I have read a number of articles that seem to equivocate receivables factoring with a business loan or a method to finance growth. This may be true in certain larger corporate environments but the fact is that most companies utilize factoring simply to keep an adequate cash flow available.

When a company acquires a business loan, they present company assets as collateral for that loan. These assets are insurance for the lending organization that, should the company receiving the loan default for any reason, the lender can recoup the amount loaned by acquiring company assets.

When a company uses invoice factoring, it is a means of receiving what is essentially an advance on income that is anticipated anyway. It puts your own money in your hands faster. With a loan, it puts someone else’s money in your hands and you guarantee repayment.

I think that it can be somewhat misleading to represent revenues received from receivables factoring as the equivalent of a loan.

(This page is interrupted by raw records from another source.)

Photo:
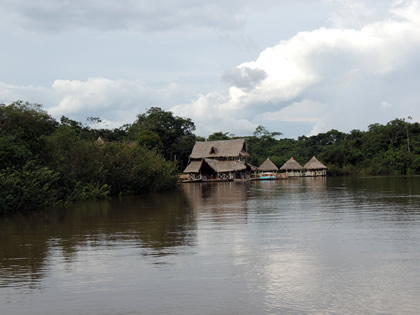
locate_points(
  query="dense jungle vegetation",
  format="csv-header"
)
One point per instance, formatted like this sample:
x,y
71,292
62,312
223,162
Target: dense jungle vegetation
x,y
44,161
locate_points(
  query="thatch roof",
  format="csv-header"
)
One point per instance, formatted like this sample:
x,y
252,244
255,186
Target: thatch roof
x,y
315,164
216,165
225,166
291,165
100,140
251,167
268,166
218,149
194,167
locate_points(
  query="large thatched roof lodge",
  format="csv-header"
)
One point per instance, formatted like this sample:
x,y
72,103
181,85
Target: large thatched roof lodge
x,y
315,168
292,168
219,160
268,166
227,160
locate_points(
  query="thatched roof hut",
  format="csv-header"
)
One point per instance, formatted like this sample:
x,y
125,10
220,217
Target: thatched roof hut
x,y
225,166
215,165
194,167
219,149
315,164
268,166
291,165
100,140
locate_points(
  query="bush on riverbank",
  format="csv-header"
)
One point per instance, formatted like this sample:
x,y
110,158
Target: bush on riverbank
x,y
43,162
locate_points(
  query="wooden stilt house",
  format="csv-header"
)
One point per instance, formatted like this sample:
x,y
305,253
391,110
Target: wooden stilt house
x,y
292,168
268,166
315,168
219,160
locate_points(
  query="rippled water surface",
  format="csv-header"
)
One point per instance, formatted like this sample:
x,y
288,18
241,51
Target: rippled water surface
x,y
309,245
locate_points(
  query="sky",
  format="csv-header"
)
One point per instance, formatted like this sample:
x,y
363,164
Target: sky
x,y
296,67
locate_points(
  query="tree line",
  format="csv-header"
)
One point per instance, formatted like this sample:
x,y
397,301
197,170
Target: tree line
x,y
44,161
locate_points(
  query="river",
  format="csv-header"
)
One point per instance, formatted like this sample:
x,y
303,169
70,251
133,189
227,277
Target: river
x,y
307,245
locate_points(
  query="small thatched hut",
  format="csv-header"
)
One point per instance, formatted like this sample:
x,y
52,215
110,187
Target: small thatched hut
x,y
100,141
219,160
268,166
292,168
315,168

While factoring does give you money to work with that you wouldn’t ordinarily have, it is still your money.

Invoice Factoring UK Style: Different Country, Same Approach

I came across an article in a UK publication by the Federation of Small Businesses that does an excellent job of walking a prospective candidate for factoring invoices through the process. The author takes a step-by-step approach and cautions the readers to make a case to the factoring agents that positions their company as viable in the long term. Any indication that the use of factoring invoices is a desperation move to keep the company afloat will put the client in a poor negotiating position.

The article goes on to explain that a business owner should definitely negotiate a rate that is acceptable and never to take the first offer. It is advice that recommends a level-headed approach and is definitely worth reading even though the target audience is in the UK. The basic principles of invoice factoring still apply.